FOI Notes: India, Latin America, Scotland, US, Gambia, OGP, Video, Tunisia

14 June 2017

India: A court sentences RTI activist Nikhil Dey and four others to four months in jail in a 19-year-old case related to their effort to obtain information about local corruption, according to an article in The Citizen. The activists were assaulted by a village official, who then charged them with assault. The sentence has been suspended pending an appeal. The Times of India reported that academics and members of civil society reacted with disbelief over the verdict. Former central information commissioner (CIC) Shailesh Gandhi said this was a “sad comment on our nation.” Aruna Roy from MKSS called it “an utterly false case filed by a corrupt powerful Sarpanch who misused his influence and power and who had himself physically assaulted them for demanding information,” MoneyLife reported.

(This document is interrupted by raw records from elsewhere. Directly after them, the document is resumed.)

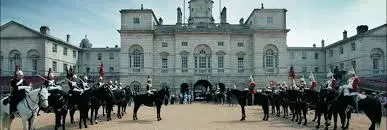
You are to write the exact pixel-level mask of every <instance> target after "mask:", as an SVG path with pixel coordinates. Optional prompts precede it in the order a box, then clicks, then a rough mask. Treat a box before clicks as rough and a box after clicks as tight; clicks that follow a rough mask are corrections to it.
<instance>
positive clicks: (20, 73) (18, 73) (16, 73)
mask: <svg viewBox="0 0 387 130" xmlns="http://www.w3.org/2000/svg"><path fill="white" fill-rule="evenodd" d="M16 75H24V74H23V71H21V70H18V71H16Z"/></svg>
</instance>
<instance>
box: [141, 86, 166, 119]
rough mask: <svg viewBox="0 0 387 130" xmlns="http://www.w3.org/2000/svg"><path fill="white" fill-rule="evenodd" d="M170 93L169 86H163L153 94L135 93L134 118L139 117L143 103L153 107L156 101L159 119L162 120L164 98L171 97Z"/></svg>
mask: <svg viewBox="0 0 387 130" xmlns="http://www.w3.org/2000/svg"><path fill="white" fill-rule="evenodd" d="M169 94H170V92H169V88H168V87H163V88H162V89H160V90H159V91H156V92H154V93H153V94H152V95H149V94H139V95H135V96H134V98H133V99H134V108H133V120H137V119H138V118H137V111H138V109H139V108H140V106H141V105H142V104H144V105H145V106H149V107H152V106H153V103H154V104H155V105H156V108H157V121H160V120H161V115H160V110H161V105H162V104H163V101H164V99H165V98H168V97H169ZM164 103H165V102H164ZM166 103H167V102H166ZM164 105H168V104H164Z"/></svg>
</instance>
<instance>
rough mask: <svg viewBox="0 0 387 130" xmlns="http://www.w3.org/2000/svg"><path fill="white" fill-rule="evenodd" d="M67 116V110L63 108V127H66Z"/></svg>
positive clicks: (62, 116)
mask: <svg viewBox="0 0 387 130" xmlns="http://www.w3.org/2000/svg"><path fill="white" fill-rule="evenodd" d="M66 116H67V110H62V129H63V130H65V129H66V127H65V126H66Z"/></svg>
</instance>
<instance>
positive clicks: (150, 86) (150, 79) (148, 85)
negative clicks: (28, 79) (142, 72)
mask: <svg viewBox="0 0 387 130" xmlns="http://www.w3.org/2000/svg"><path fill="white" fill-rule="evenodd" d="M151 88H152V79H151V78H150V76H149V75H148V79H147V84H146V92H147V93H148V94H149V95H151V94H153V92H152V91H151Z"/></svg>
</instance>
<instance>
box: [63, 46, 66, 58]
mask: <svg viewBox="0 0 387 130" xmlns="http://www.w3.org/2000/svg"><path fill="white" fill-rule="evenodd" d="M63 55H65V56H67V48H66V47H63Z"/></svg>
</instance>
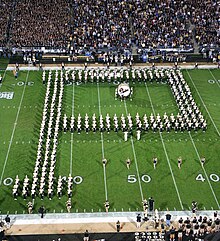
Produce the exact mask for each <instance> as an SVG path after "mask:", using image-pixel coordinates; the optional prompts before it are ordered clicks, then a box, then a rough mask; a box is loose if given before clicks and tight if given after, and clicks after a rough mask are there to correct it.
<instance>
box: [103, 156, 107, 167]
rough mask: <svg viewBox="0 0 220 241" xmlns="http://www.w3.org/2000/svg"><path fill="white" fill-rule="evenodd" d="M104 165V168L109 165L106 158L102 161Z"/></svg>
mask: <svg viewBox="0 0 220 241" xmlns="http://www.w3.org/2000/svg"><path fill="white" fill-rule="evenodd" d="M102 164H103V167H105V166H106V164H107V160H106V159H105V158H103V159H102Z"/></svg>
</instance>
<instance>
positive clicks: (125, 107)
mask: <svg viewBox="0 0 220 241" xmlns="http://www.w3.org/2000/svg"><path fill="white" fill-rule="evenodd" d="M124 106H125V112H126V115H128V108H127V104H126V101H125V100H124ZM131 146H132V150H133V155H134V161H135V166H136V171H137V177H138V183H139V187H140V192H141V201H143V200H144V196H143V190H142V186H141V179H140V173H139V169H138V163H137V156H136V152H135V148H134V141H133V137H132V136H131Z"/></svg>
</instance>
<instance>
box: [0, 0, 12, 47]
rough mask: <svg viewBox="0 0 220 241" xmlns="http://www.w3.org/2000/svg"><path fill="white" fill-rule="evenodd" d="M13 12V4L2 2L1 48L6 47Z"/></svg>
mask: <svg viewBox="0 0 220 241" xmlns="http://www.w3.org/2000/svg"><path fill="white" fill-rule="evenodd" d="M11 12H12V2H11V1H8V0H2V1H1V2H0V23H1V24H0V46H5V44H6V41H7V32H8V27H9V22H10V16H11V15H10V14H11Z"/></svg>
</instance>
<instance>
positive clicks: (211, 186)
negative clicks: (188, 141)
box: [189, 132, 220, 209]
mask: <svg viewBox="0 0 220 241" xmlns="http://www.w3.org/2000/svg"><path fill="white" fill-rule="evenodd" d="M189 136H190V139H191V142H192V144H193V147H194V149H195V151H196V154H197V157H198V158H199V160H200V155H199V152H198V150H197V147H196V145H195V142H194V141H193V138H192V135H191V133H190V132H189ZM201 166H202V169H203V172H204V174H205V176H206V179H207V181H208V184H209V187H210V189H211V191H212V194H213V196H214V199H215V201H216V203H217V206H218V208H219V209H220V206H219V202H218V199H217V197H216V195H215V192H214V190H213V188H212V185H211V183H210V181H209V178H208V175H207V172H206V170H205V168H204V166H203V165H202V164H201Z"/></svg>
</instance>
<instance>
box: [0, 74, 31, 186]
mask: <svg viewBox="0 0 220 241" xmlns="http://www.w3.org/2000/svg"><path fill="white" fill-rule="evenodd" d="M28 77H29V70H28V73H27V76H26V80H25V84H24V88H23V92H22V95H21V100H20V103H19V106H18V111H17V115H16V119H15V123H14V127H13V130H12V134H11V139H10V142H9V146H8V151H7V154H6V157H5V162H4V166H3V169H2V174H1V178H0V186H1V185H2V179H3V176H4V172H5V167H6V164H7V161H8V156H9V153H10V150H11V144H12V141H13V138H14V133H15V129H16V126H17V121H18V116H19V113H20V110H21V104H22V101H23V98H24V93H25V89H26V86H27V85H26V83H27V80H28Z"/></svg>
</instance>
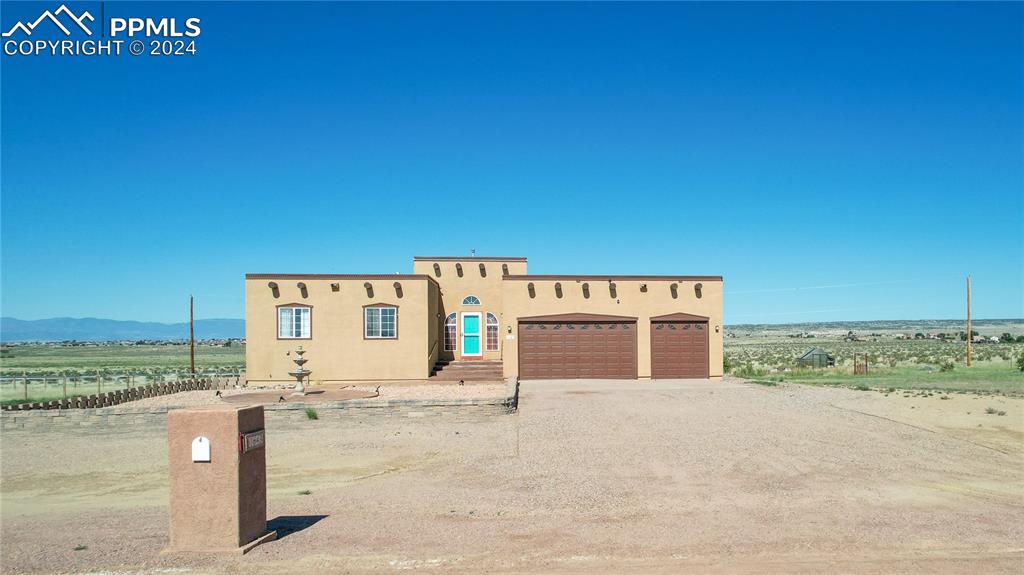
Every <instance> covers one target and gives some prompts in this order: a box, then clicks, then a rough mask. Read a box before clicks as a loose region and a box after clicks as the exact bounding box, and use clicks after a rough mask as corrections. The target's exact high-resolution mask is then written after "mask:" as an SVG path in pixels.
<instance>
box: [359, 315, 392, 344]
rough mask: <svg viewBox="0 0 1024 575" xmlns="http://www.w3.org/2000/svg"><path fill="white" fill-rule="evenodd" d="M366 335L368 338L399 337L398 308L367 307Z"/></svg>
mask: <svg viewBox="0 0 1024 575" xmlns="http://www.w3.org/2000/svg"><path fill="white" fill-rule="evenodd" d="M364 336H365V337H366V338H367V339H368V340H394V339H396V338H397V337H398V308H394V307H378V308H367V309H366V316H365V330H364Z"/></svg>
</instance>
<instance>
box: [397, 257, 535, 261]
mask: <svg viewBox="0 0 1024 575" xmlns="http://www.w3.org/2000/svg"><path fill="white" fill-rule="evenodd" d="M428 260H433V261H437V262H525V261H526V258H520V257H508V258H499V257H497V256H468V257H465V258H462V257H458V256H413V261H414V262H422V261H428Z"/></svg>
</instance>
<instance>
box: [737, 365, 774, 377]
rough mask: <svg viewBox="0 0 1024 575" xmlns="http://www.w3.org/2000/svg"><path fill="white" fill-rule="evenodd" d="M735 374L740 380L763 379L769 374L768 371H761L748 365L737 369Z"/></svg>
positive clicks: (753, 366)
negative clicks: (761, 378) (753, 378)
mask: <svg viewBox="0 0 1024 575" xmlns="http://www.w3.org/2000/svg"><path fill="white" fill-rule="evenodd" d="M734 373H735V374H736V375H738V377H740V378H746V379H752V378H763V377H764V375H765V374H767V373H768V370H767V369H761V368H758V367H755V366H753V365H751V364H749V363H746V364H743V365H741V366H739V368H738V369H736V370H735V371H734Z"/></svg>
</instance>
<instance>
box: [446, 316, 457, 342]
mask: <svg viewBox="0 0 1024 575" xmlns="http://www.w3.org/2000/svg"><path fill="white" fill-rule="evenodd" d="M457 341H458V339H457V337H456V314H455V312H452V313H450V314H449V316H447V317H445V318H444V351H455V349H456V345H457V344H456V342H457Z"/></svg>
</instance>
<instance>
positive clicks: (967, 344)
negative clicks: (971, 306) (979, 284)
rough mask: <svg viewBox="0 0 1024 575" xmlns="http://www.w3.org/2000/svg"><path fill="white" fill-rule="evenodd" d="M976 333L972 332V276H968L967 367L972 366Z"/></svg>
mask: <svg viewBox="0 0 1024 575" xmlns="http://www.w3.org/2000/svg"><path fill="white" fill-rule="evenodd" d="M972 346H974V333H973V331H972V330H971V276H970V275H968V276H967V366H968V367H970V366H971V351H972V349H971V348H972Z"/></svg>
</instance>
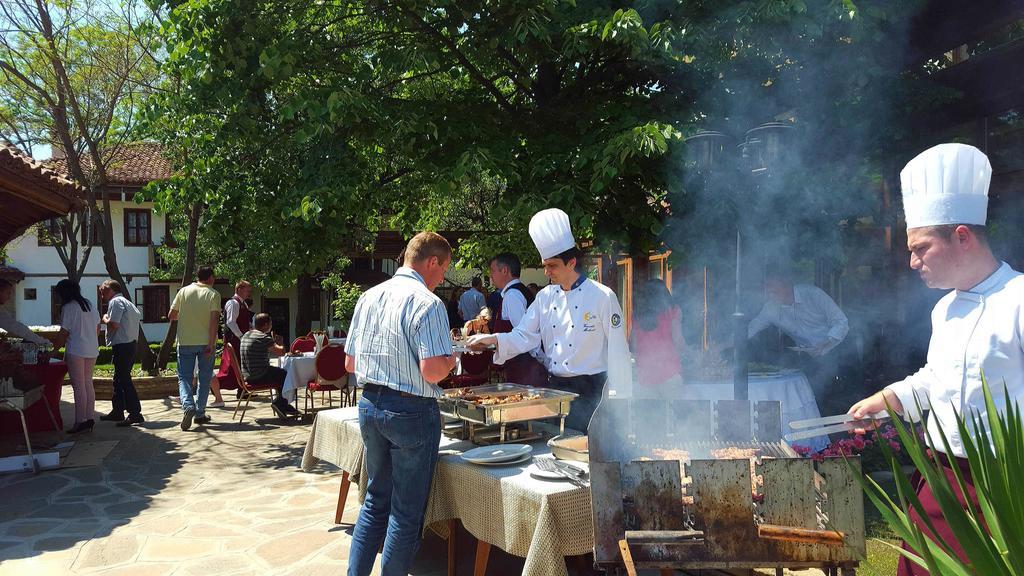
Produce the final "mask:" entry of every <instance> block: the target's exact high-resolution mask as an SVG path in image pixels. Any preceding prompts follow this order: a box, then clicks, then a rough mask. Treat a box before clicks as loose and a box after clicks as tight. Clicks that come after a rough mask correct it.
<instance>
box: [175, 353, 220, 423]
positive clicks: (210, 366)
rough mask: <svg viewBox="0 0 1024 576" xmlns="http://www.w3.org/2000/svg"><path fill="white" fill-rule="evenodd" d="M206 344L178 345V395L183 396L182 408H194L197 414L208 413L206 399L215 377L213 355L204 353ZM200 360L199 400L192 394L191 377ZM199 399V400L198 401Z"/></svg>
mask: <svg viewBox="0 0 1024 576" xmlns="http://www.w3.org/2000/svg"><path fill="white" fill-rule="evenodd" d="M205 347H206V346H205V345H200V346H181V345H179V346H178V396H180V397H181V410H187V409H189V408H194V409H195V410H196V415H197V416H202V415H204V414H205V413H206V399H207V398H208V397H209V396H210V380H212V379H213V355H212V354H203V348H205ZM197 362H199V389H197V390H196V393H197V394H196V397H197V400H196V401H194V400H193V396H191V379H193V374H194V373H195V372H196V363H197ZM197 401H198V402H197Z"/></svg>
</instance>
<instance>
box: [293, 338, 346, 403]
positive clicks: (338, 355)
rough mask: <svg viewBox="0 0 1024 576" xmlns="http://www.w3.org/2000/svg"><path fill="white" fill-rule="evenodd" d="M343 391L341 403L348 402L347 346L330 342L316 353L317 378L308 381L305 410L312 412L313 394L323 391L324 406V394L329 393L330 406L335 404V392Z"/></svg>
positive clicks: (341, 398) (321, 392) (339, 400)
mask: <svg viewBox="0 0 1024 576" xmlns="http://www.w3.org/2000/svg"><path fill="white" fill-rule="evenodd" d="M335 392H338V393H341V395H340V396H341V399H340V400H339V402H338V403H339V405H340V406H341V407H342V408H344V407H345V406H346V404H347V402H346V401H347V399H348V397H349V395H348V372H347V371H346V370H345V347H344V346H342V345H339V344H328V345H326V346H324V349H322V351H321V353H319V354H318V355H316V378H315V379H312V380H309V382H307V383H306V401H305V406H304V410H303V412H305V413H306V414H310V413H312V411H313V410H312V409H313V405H314V404H315V402H314V401H313V396H312V395H313V394H315V393H321V406H324V394H325V393H326V394H327V399H328V402H327V404H328V406H331V407H333V406H334V397H333V393H335Z"/></svg>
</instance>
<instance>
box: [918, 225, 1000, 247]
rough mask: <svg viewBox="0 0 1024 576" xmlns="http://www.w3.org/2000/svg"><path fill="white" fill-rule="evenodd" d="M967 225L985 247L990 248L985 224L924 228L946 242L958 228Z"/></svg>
mask: <svg viewBox="0 0 1024 576" xmlns="http://www.w3.org/2000/svg"><path fill="white" fill-rule="evenodd" d="M962 225H965V227H967V229H968V230H970V231H971V234H973V235H975V237H977V238H978V242H980V243H981V244H982V245H984V246H988V233H987V232H986V230H985V225H984V224H940V225H937V227H924V228H925V229H927V231H928V232H929V233H931V234H934V235H935V236H938V237H941V238H942V239H944V240H949V237H950V236H952V235H953V232H955V231H956V229H957V228H958V227H962Z"/></svg>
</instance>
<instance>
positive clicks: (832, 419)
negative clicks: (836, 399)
mask: <svg viewBox="0 0 1024 576" xmlns="http://www.w3.org/2000/svg"><path fill="white" fill-rule="evenodd" d="M888 419H889V414H888V413H887V412H876V413H874V414H868V415H867V416H865V417H863V418H855V417H853V415H852V414H840V415H838V416H825V417H824V418H811V419H809V420H795V421H793V422H790V427H791V428H793V429H795V430H800V431H795V433H790V434H787V435H785V437H784V438H785V441H786V442H793V441H794V440H804V439H806V438H815V437H819V436H826V435H829V434H833V433H841V431H849V430H855V429H858V428H863V429H871V428H873V427H874V426H877V425H878V424H879V422H882V421H884V420H888Z"/></svg>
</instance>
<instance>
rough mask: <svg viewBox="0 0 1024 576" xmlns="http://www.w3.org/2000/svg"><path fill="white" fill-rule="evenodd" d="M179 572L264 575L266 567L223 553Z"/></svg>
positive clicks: (193, 573) (207, 575)
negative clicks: (252, 574) (231, 573)
mask: <svg viewBox="0 0 1024 576" xmlns="http://www.w3.org/2000/svg"><path fill="white" fill-rule="evenodd" d="M181 572H182V573H184V574H194V575H195V576H208V575H210V574H231V573H243V574H264V573H266V567H265V566H264V565H263V563H262V562H260V560H259V559H258V558H256V557H253V556H250V554H242V553H224V554H217V556H212V557H208V558H204V559H200V560H196V561H191V562H187V563H185V564H184V565H183V566H182V569H181ZM335 576H338V575H337V574H336V575H335Z"/></svg>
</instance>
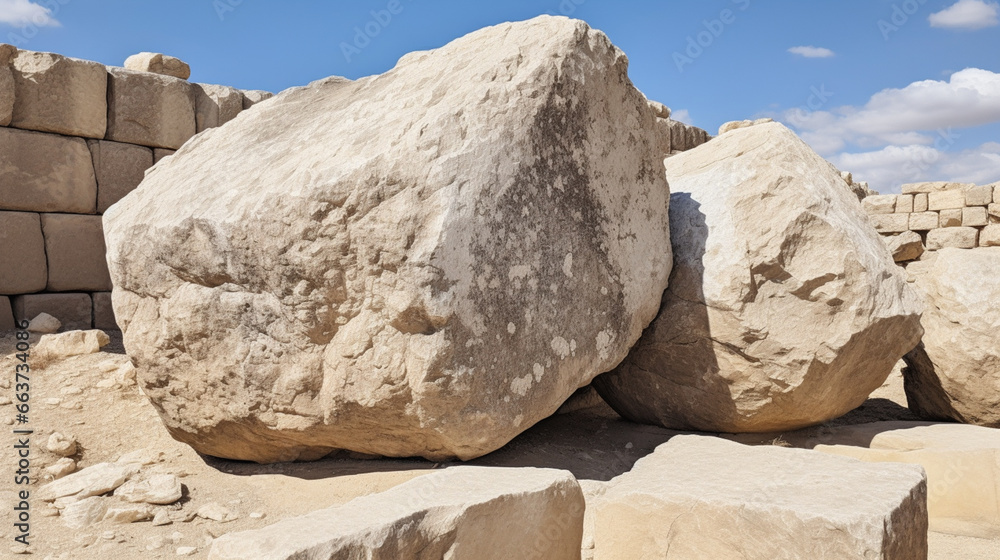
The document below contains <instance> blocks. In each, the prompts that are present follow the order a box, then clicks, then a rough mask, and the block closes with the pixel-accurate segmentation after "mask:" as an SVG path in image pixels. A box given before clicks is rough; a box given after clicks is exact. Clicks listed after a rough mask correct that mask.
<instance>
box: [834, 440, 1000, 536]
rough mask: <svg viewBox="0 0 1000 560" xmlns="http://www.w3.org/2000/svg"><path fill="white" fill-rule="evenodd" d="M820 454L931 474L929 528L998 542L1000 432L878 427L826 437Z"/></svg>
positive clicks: (928, 491) (999, 479)
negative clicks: (895, 463) (895, 465)
mask: <svg viewBox="0 0 1000 560" xmlns="http://www.w3.org/2000/svg"><path fill="white" fill-rule="evenodd" d="M827 439H829V440H831V442H833V444H832V445H818V446H816V447H815V449H816V450H817V451H822V452H824V453H831V454H836V455H843V456H847V457H854V458H856V459H861V460H863V461H873V462H890V463H911V464H916V465H920V466H922V467H923V468H924V470H925V471H926V472H927V510H928V515H929V517H930V529H931V530H932V531H937V532H941V533H951V534H958V535H967V536H972V537H979V538H997V537H1000V499H998V497H1000V430H995V429H991V428H984V427H981V426H965V425H960V424H926V425H921V424H917V423H903V422H878V423H874V424H864V425H860V426H851V427H847V428H834V429H832V430H830V431H829V432H828V433H827Z"/></svg>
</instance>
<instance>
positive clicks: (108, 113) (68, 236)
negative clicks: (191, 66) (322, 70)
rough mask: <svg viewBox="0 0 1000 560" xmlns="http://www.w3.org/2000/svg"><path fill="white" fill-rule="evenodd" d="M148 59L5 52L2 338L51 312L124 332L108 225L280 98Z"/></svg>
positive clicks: (2, 146) (1, 205)
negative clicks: (229, 128)
mask: <svg viewBox="0 0 1000 560" xmlns="http://www.w3.org/2000/svg"><path fill="white" fill-rule="evenodd" d="M141 54H142V55H143V56H142V57H140V58H141V60H138V62H136V59H133V58H130V60H129V62H127V63H126V66H128V67H129V68H117V67H106V66H104V65H103V64H100V63H97V62H91V61H87V60H79V59H75V58H69V57H65V56H61V55H58V54H52V53H44V52H32V51H26V50H18V49H16V48H15V47H13V46H11V45H5V44H0V331H4V330H9V329H12V328H14V324H15V323H14V322H15V320H18V321H19V320H22V319H31V318H33V317H35V316H36V315H38V314H39V313H42V312H45V313H49V314H50V315H53V316H55V317H57V318H58V319H59V320H60V321H61V322H62V324H63V329H77V328H79V329H89V328H92V327H95V328H99V329H105V330H107V329H117V328H118V327H117V325H116V323H115V319H114V313H113V312H112V310H111V279H110V277H109V276H108V269H107V263H106V262H105V246H104V233H103V229H102V225H101V214H103V213H104V212H105V211H106V210H107V209H108V208H109V207H110V206H111V205H112V204H114V203H116V202H118V201H119V200H121V198H122V197H124V196H125V195H126V194H128V193H129V192H131V191H132V190H133V189H135V188H136V187H137V186H138V185H139V182H140V181H142V179H143V176H144V174H145V172H146V170H147V169H149V168H150V167H152V166H153V165H155V163H156V162H158V161H159V160H160V159H162V158H164V157H166V156H169V155H170V154H172V153H174V151H175V150H177V149H178V148H180V147H181V145H182V144H184V143H185V142H186V141H187V140H188V139H189V138H191V137H192V136H194V135H195V134H197V133H199V132H201V131H203V130H206V129H209V128H213V127H216V126H221V125H223V124H225V123H226V122H228V121H230V120H232V119H233V118H235V117H236V116H237V115H238V114H239V113H240V112H241V111H243V110H246V109H249V108H250V107H251V106H253V105H254V104H255V103H258V102H260V101H263V100H265V99H267V98H269V97H271V94H270V93H269V92H265V91H256V90H255V91H242V90H239V89H235V88H231V87H227V86H217V85H208V84H196V83H191V82H188V81H187V80H186V79H182V78H180V77H176V76H178V75H180V76H185V78H186V76H187V75H188V74H189V73H190V71H189V70H187V72H188V74H184V73H183V72H181V70H184V69H185V68H186V67H187V65H186V64H184V63H183V62H181V61H178V60H177V59H173V58H171V57H163V56H162V55H156V54H153V53H141ZM142 70H148V71H142ZM154 72H156V73H154ZM169 74H173V75H169Z"/></svg>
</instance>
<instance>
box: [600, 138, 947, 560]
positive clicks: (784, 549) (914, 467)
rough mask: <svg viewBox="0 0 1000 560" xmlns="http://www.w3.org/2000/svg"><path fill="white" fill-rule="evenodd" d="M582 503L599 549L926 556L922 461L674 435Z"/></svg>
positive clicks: (661, 551) (922, 557)
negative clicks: (589, 517)
mask: <svg viewBox="0 0 1000 560" xmlns="http://www.w3.org/2000/svg"><path fill="white" fill-rule="evenodd" d="M730 134H732V132H730ZM587 509H588V510H591V509H593V517H594V519H593V521H594V537H593V538H594V558H595V560H619V559H620V560H634V559H637V558H677V559H685V560H686V559H692V560H694V559H707V558H711V559H713V560H779V559H780V560H796V559H801V558H817V559H818V558H831V559H832V558H837V559H838V560H855V559H856V560H871V559H879V560H913V559H922V558H927V482H926V479H925V477H924V472H923V469H922V468H921V467H920V466H918V465H905V464H893V463H864V462H861V461H857V460H853V459H848V458H844V457H835V456H832V455H825V454H823V453H817V452H815V451H808V450H802V449H786V448H782V447H777V446H760V447H750V446H744V445H740V444H738V443H733V442H730V441H726V440H722V439H718V438H714V437H705V436H676V437H674V438H672V439H671V440H670V441H669V442H667V443H664V444H663V445H660V446H659V447H657V448H656V451H655V452H654V453H653V454H651V455H649V456H647V457H645V458H643V459H640V460H639V461H638V462H637V463H636V464H635V466H634V467H632V470H631V471H630V472H627V473H625V474H623V475H620V476H618V477H616V478H614V479H613V480H612V481H611V482H610V483H609V484H608V485H607V488H606V489H605V490H604V491H603V493H594V494H592V495H591V496H588V502H587Z"/></svg>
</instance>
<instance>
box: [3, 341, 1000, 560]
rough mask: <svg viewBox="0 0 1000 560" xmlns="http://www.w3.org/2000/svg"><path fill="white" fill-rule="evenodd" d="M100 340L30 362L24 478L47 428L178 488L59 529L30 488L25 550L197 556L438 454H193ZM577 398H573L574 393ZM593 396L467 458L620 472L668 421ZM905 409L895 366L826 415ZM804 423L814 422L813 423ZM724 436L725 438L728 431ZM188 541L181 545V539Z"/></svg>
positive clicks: (945, 546) (54, 461)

Latin America: “Access to information: Lessons from Latin America,” by Bill Orme, a former journalist and independent consultant specializing in media development and strategic communication. “Using the testimonies of three freedom-of-expression decision-makers involved in the implementation of access to information laws in three complex Latin American countries: Jacqueline Peshard (Mexico), Juan Pablo Olmedo (Chile) and José Eduardo Elías Romo (Brazil), Orme introduces the reader to the complexities of implementing these policies in the real world.” Access the Spanish version. Access the English version.  “This report reviews the regional implications and challenges of the indicators endorsed by the UN to monitor progress towards SDG16.10, and shows how the Latin American experience in this area offers valuable lessons for other countries and regions.”

Scotland: The BBC reports on a parliamentary debate in which some members called for a “wholescale review” of the Scottish government’s freedom of information practices. Neil Findlay decryied a “systematic avoidance of scrutiny and accountability from the highest level.” Journalists recently signed an open letter raising concerns about the way FoI requests are handled. See the FoI debate live.

United States: Steven Aftergood reports in Secrecy News that the Department of Defense is asking Congress to enact a new exemption from the Freedom of Information Act for certain military tactics, techniques and procedures, as well as rules of engagement, that are sensitive but unclassified.

United States: New York Times FOIA attorney David McCraw writes about the paper’s use of FOI, commenting along the way: “No matter how well meaning the officers, default position for any bureaucracy will inevitably be to withhold documents.”

Gambia: Commentary calling for a FOI law written by Alagi Yorro Jallow, founder and former managing editor of The Independent, the Gambia’s only private newspaper before it was banned by the government in 2005. “The fact remains that the only commodity that is scarcer than meat in the Gambia is the truth,” he wrote, “It is incredible how Gambians constantly receive contrasting and contradictory information from official government sources, suggesting an unacceptable level of incompetence or, worse still, intentional misinformation and deceit for propaganda purposes.”

Open Data: The Open Knowledge International announces the final State of Government Open Data report for 2017. It  identifies “three critical obstacles preventing open data use: data is hard to find; not user-friendly; and not openly licensed.”

OGP: OGP is seeking to commission a series of synthesis papers on evidence of the impact of open government reforms. See details hereMost importantly, we need to understand ways to use the evidence more effectively and incentivize high level political leaders to champion open government.”

India: creates a new website promoting its services, including testimonials.

Video: The Carter Center’s first animated video highlights the Global Access to Information Program’s efforts to empower women by helping them obtain potentially life-changing information.

India: Comparison of RTI data show that the Narendra Modi government has not been as good for right to information as its predecessor, according to an article about recent reports by the Commonwealth Human Rights Initiative.

Tunisia: A case study by Tristan Dreisback examines how Tunisia embraced open government.


In January 2011, mass demonstrations in Tunisia ousted a regime that had tolerated little popular participation, opening the door to a new era of transparency. The protesters demanded an end to the secrecy that had protected elite privilege. Five months later, the president issued a decree that increased citizen access to government data and formed a steering committee to guide changes in information practices, building on small projects already in development. Advocates in the legislature and the public service joined with civil society leaders to support a strong access-to-information policy, to change the culture of public administration, and to secure the necessary financial and technical resources to publish large quantities of data online in user-friendly formats. Several government agencies launched their own open-data websites. External pressure, coupled with growing interest from civil society and legislators, helped keep transparency reforms on the cabinet office agenda despite frequent changes in top leadership. In 2016, Tunisia adopted one of the world’s strongest laws regarding access to information. Although members of the public did not put all of the resources to use immediately, the country moved much closer to having the data needed to improve access to services, enhance government performance, and support the evidence-based deliberation on which a healthy democracy depended.